SGK verilerine göre halen 6.3 milyon kişi EYT sorunu yaşıyor. Ülkenin dört bir yanında ortak talepler etrafında bir araya gelen EYT’liler, dernekleşerek ve sokak mücadelesi yürüterek düzen muhalefetinin ve Saray rejiminin sorunu görmesini sağlayabildiler. Ancak EYT’lilerin mücadelesinin kimi zayıflıkları bir yana bırakılırsa, Saray rejiminin histerik emekçi düşmanlığı bu sorun üzerinden de gözler önüne serildi.

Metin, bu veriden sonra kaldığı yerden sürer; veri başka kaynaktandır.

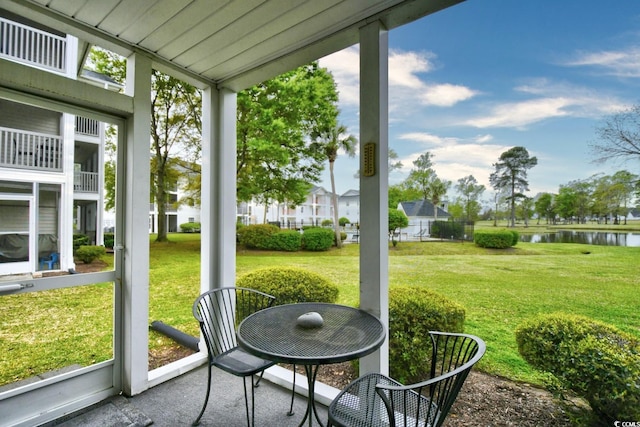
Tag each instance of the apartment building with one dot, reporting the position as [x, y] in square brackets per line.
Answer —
[51, 163]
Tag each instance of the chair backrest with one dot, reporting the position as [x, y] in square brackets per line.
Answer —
[219, 312]
[453, 356]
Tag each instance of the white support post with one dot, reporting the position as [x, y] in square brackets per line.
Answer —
[374, 242]
[135, 282]
[65, 245]
[218, 217]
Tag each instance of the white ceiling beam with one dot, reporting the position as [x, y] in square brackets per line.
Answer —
[30, 80]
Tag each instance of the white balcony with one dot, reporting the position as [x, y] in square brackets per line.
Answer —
[31, 46]
[30, 150]
[89, 127]
[85, 182]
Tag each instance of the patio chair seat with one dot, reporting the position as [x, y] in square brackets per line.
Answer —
[219, 311]
[378, 400]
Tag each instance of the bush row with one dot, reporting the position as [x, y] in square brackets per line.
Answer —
[270, 237]
[496, 239]
[190, 227]
[290, 285]
[413, 312]
[595, 360]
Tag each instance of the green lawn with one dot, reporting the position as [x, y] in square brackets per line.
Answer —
[498, 288]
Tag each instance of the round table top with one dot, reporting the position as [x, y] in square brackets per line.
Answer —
[347, 333]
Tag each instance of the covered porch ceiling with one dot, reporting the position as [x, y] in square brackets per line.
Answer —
[225, 43]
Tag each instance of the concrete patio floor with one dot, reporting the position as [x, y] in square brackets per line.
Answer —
[178, 401]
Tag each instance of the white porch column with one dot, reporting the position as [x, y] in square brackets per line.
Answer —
[218, 203]
[374, 243]
[135, 273]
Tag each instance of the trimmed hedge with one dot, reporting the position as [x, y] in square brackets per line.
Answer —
[413, 312]
[190, 227]
[594, 359]
[285, 240]
[318, 239]
[290, 285]
[88, 254]
[256, 236]
[447, 230]
[80, 240]
[109, 239]
[496, 239]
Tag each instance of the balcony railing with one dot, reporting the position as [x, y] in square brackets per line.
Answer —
[32, 46]
[86, 126]
[85, 182]
[30, 150]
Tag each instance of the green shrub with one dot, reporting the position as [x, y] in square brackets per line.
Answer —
[595, 360]
[80, 240]
[285, 240]
[413, 312]
[88, 254]
[190, 227]
[317, 239]
[498, 239]
[447, 229]
[290, 285]
[256, 236]
[109, 239]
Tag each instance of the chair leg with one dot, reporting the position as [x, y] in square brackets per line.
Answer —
[257, 383]
[250, 421]
[293, 392]
[206, 399]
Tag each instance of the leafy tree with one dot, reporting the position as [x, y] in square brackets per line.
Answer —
[456, 209]
[275, 119]
[574, 201]
[402, 192]
[343, 221]
[330, 143]
[422, 174]
[543, 206]
[437, 189]
[526, 209]
[397, 220]
[175, 128]
[618, 136]
[626, 184]
[511, 175]
[471, 192]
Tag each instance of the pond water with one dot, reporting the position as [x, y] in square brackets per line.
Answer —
[604, 238]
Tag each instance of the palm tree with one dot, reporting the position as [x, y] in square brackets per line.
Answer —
[330, 143]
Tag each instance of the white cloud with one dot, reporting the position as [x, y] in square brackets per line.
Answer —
[455, 158]
[620, 63]
[551, 100]
[483, 138]
[406, 87]
[428, 138]
[445, 95]
[520, 114]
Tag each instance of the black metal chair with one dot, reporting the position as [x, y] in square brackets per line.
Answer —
[219, 312]
[377, 400]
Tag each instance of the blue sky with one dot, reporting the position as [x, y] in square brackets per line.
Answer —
[476, 79]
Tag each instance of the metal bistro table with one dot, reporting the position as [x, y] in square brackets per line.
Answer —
[346, 334]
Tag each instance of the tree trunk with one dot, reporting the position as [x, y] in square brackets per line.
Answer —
[334, 198]
[161, 198]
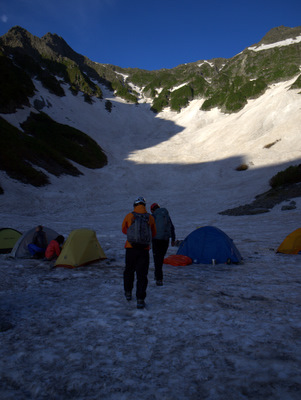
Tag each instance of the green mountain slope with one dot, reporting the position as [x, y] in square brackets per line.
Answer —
[224, 83]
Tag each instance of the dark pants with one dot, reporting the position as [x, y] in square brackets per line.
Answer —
[136, 260]
[159, 250]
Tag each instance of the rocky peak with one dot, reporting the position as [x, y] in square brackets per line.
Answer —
[280, 33]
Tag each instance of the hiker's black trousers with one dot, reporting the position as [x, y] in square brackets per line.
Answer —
[159, 250]
[136, 260]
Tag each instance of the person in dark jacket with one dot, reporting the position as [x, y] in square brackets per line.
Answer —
[160, 243]
[39, 243]
[136, 258]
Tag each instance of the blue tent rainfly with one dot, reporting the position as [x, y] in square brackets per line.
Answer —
[208, 243]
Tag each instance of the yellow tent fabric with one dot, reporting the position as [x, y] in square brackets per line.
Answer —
[291, 244]
[81, 248]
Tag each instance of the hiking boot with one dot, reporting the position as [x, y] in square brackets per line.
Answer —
[128, 295]
[140, 304]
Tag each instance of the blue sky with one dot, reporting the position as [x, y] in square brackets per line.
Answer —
[152, 34]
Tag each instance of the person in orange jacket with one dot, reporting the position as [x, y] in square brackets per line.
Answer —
[137, 258]
[53, 249]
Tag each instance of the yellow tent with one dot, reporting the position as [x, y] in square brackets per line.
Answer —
[291, 244]
[81, 248]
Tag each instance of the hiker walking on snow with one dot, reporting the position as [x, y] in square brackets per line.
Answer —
[165, 231]
[139, 226]
[39, 243]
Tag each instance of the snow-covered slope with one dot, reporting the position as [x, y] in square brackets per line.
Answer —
[211, 332]
[185, 158]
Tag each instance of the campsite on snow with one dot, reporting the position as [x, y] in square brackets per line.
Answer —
[222, 330]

AKP şefi Erdoğan EYT düzenlemesine yönelik taleplere ilk elden karşı çıkmış, “Seçim kaybetsek de yokum” demişti. Kendisi erken emekli olurken tam bir pişkinlikle EYT’lileri “ekonomiyi çökertmek için manipülasyon yapmakla” suçlayıp hedef göstermişti. Kendisi ile dalkavukları saraylarda sefahat sürerken, EYT’lilerin taleplerinin “devlet bütçesine külfet” olacağını iddia etmişti. AKP’li bakanlar ise EYT’lileri “erken yaşta emeklilik istiyorlar” diye suçlamıştı. EYT’lileri ‘çift dikiş yapmak’la da suçlayan Erdoğan, bu sözleriyle emeklilere reva görülen sefaleti itiraf etmişti. Zira emeklilik maaşı, açlık sınırının çok çok altındadır ve emekçiler emekli olduktan sonra da çalışmak zorunda kalmaktadır.

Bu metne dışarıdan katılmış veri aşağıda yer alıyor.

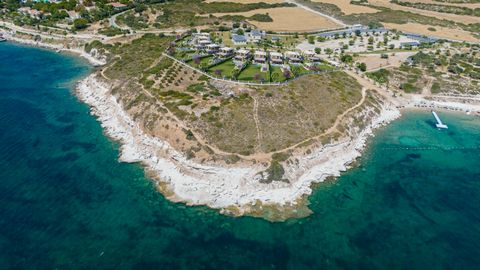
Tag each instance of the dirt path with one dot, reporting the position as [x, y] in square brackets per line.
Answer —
[257, 124]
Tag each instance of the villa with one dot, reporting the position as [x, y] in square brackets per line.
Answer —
[118, 6]
[225, 52]
[255, 36]
[212, 48]
[202, 44]
[312, 56]
[410, 44]
[260, 57]
[242, 55]
[293, 57]
[239, 39]
[276, 58]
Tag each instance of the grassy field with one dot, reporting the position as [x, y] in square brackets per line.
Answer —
[288, 19]
[204, 62]
[253, 73]
[277, 74]
[225, 69]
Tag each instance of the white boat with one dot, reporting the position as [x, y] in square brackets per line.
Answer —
[439, 124]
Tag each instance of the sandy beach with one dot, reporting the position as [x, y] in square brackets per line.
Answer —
[216, 186]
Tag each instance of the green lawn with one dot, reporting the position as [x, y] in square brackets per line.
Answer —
[225, 68]
[299, 70]
[324, 67]
[184, 55]
[249, 73]
[279, 77]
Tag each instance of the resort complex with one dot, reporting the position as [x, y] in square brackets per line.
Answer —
[244, 105]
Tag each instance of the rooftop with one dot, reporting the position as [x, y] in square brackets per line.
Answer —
[239, 38]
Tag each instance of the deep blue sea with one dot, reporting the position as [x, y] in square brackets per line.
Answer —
[67, 203]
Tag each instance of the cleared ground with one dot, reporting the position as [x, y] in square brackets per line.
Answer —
[288, 19]
[439, 15]
[469, 5]
[286, 114]
[374, 61]
[247, 1]
[348, 8]
[441, 32]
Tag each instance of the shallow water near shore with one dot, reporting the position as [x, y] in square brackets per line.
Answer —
[66, 202]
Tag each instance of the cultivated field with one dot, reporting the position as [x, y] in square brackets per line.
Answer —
[468, 5]
[288, 19]
[348, 8]
[439, 15]
[441, 32]
[247, 1]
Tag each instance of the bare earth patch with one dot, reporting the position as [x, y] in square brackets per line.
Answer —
[439, 15]
[468, 5]
[442, 32]
[289, 19]
[247, 1]
[374, 61]
[348, 8]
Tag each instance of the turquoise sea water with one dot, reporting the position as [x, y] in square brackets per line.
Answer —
[67, 203]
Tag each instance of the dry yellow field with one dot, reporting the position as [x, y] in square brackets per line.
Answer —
[348, 8]
[247, 1]
[469, 5]
[440, 15]
[374, 61]
[289, 19]
[442, 32]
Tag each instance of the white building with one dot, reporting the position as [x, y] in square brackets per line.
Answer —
[293, 57]
[255, 36]
[276, 58]
[242, 55]
[225, 52]
[260, 57]
[212, 48]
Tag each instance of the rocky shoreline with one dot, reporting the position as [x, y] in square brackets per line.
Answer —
[216, 186]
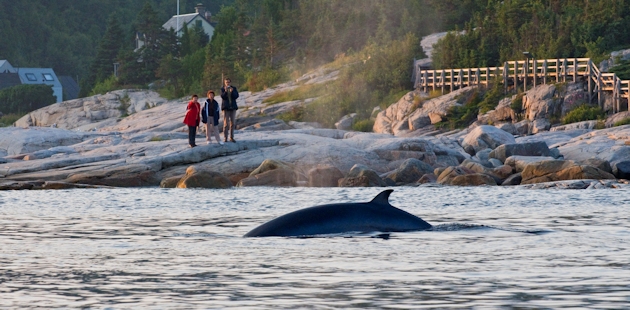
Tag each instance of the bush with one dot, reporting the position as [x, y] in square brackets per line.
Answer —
[300, 93]
[583, 113]
[8, 119]
[365, 125]
[258, 81]
[622, 122]
[25, 98]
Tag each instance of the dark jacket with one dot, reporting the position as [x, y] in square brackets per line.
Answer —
[227, 105]
[210, 109]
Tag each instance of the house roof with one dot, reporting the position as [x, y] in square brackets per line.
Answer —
[38, 76]
[184, 19]
[9, 80]
[70, 87]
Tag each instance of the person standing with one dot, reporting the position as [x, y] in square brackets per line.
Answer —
[210, 117]
[192, 119]
[229, 94]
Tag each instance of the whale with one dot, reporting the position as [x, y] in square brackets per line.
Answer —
[338, 218]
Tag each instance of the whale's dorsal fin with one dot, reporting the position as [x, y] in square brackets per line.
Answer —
[383, 197]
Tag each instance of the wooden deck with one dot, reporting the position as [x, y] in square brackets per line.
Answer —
[530, 73]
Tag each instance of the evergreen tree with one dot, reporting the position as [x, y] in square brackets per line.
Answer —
[103, 65]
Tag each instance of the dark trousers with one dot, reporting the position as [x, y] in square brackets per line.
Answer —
[192, 132]
[229, 122]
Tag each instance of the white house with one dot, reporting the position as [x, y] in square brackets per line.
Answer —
[201, 18]
[33, 76]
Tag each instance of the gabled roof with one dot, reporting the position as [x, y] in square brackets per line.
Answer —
[36, 76]
[184, 19]
[9, 80]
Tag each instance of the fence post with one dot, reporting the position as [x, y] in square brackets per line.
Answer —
[589, 67]
[535, 65]
[442, 81]
[525, 73]
[505, 76]
[575, 70]
[564, 70]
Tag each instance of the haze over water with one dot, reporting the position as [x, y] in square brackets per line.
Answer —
[159, 248]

Tabandaki desteğini yitiren ve oy telaşına düşen Saray rejiminin bir kez daha “çözeceğiz” diyerek duyurduğu EYT düzenlemesi, sahte vaatlerin ötesine geçemiyor. Çalışma ve Sosyal Güvenlik Bakanlığı ile Hazine ve Maliye Bakanlığı’nın ortak çalıştığı konuyla ilgili patronlar muhatap alınırken milyonlarca EYT’linin tek çatı altında toplandığı EYT Derneği’nin görüşme talepleri reddedildi. Son olarak patronların talebi üzerine, 2 milyon kişinin emekli edilmesinin kapitalistler ve bütçe üzerinde ağır bir yük oluşturacağı gerekçesiyle yaş şartı düzenlemesi tartışmaya açıldı. Eğer düzenleme bu şekilde yapılırsa, EYT’lilerin önüne başka engeller çıkarılmış olacak. Öne sürülen düzenleme kriterleri altı milyondan fazla EYT’linin “Amasız fakatsız ayrımsız emeklilik” talebinden çok uzaktır.

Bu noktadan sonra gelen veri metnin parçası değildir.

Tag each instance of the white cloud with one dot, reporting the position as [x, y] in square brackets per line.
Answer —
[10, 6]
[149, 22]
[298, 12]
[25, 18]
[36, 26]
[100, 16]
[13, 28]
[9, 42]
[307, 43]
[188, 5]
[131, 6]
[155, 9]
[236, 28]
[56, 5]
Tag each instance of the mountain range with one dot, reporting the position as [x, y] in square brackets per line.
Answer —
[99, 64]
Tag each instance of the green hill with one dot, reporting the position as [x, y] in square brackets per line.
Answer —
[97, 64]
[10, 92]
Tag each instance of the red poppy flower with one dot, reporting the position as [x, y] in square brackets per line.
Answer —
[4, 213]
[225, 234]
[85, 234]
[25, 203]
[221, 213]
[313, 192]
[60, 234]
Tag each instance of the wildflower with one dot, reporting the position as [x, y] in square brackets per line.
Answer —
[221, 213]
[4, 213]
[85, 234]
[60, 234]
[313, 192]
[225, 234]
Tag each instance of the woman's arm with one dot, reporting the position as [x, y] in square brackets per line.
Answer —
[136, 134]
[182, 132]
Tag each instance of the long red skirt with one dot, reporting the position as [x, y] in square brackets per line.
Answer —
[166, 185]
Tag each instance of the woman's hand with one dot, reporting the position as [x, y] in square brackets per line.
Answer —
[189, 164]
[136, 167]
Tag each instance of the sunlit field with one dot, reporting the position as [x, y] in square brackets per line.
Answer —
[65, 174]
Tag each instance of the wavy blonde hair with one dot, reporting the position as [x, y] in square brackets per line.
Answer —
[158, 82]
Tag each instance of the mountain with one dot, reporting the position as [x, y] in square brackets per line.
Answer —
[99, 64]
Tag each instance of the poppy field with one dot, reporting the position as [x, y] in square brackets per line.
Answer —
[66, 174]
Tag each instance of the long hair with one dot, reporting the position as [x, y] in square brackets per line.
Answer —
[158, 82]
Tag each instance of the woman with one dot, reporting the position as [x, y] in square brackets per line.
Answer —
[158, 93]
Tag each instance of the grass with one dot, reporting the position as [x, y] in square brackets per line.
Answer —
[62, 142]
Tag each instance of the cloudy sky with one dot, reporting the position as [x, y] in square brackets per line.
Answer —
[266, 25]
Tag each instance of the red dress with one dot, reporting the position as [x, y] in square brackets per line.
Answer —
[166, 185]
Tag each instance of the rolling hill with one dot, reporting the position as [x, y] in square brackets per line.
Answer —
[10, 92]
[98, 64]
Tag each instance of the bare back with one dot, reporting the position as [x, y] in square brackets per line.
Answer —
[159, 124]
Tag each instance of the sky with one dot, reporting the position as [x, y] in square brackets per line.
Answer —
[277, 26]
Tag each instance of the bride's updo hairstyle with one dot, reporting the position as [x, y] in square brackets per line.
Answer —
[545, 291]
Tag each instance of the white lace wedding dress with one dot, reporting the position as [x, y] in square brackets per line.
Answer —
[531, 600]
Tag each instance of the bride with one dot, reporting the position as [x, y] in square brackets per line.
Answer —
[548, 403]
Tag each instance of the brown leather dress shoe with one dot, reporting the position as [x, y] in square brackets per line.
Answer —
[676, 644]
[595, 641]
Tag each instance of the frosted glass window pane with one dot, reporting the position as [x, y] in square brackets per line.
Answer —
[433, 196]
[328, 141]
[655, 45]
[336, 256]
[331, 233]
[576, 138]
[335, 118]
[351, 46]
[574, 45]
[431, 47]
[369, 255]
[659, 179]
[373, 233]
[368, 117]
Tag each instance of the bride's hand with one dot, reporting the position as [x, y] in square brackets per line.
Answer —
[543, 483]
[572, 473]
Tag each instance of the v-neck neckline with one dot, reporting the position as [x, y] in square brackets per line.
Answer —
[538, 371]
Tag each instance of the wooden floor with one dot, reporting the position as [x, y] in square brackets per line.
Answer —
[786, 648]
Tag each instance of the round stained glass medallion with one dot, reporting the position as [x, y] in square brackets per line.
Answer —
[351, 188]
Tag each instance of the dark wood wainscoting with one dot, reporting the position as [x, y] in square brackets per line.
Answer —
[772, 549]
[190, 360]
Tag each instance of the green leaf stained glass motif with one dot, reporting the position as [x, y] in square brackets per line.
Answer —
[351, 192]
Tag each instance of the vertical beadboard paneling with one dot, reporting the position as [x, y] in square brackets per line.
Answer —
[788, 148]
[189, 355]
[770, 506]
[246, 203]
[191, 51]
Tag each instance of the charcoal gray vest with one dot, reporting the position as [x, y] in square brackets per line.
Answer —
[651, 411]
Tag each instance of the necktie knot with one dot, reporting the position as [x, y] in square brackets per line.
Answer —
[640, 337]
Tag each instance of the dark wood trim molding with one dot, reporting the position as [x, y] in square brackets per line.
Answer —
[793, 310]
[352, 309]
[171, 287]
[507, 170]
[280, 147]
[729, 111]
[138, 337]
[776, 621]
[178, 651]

Saray rejimi, işçi-emekçileri sefalete sürüklerken, EYT’lileri de “külfet” görmeye devam ediyor. Ancak belli bir çalışma süresini tamamladıktan sonra emekli olmak ve emekli olduktan sonra da insanca yaşayacak bir ücret ve başta sağlık hakkı olmak üzere sosyal haklara sahip olmak, işçilerin hakkıdır.
Beka sorunu yaşayan Saray rejimi, EYT’lilerin taleplerini karşılamadan, oylarını almanın yollarını arıyor. Yani sahtekarca oyun çevirme derdinde. Oysa 20 yıldır iktidar olanlar bu sorunu çözecek olsalardı bunu çoktan yaparlardı. Hal böyleyken boş vaatlerle milyonlarca EYT’linin umutları ile küstahça oynayan Saray rejimine oy verilmesi değil hesap sorulması gerekiyor. Emeklilik hakkının iyileştirilmesi ve insanca yaşama yetecek emeklilik maaşı için bu rejimden medet ummak değil, ona karşı mücadeleyi yükseltmek gerekiyor.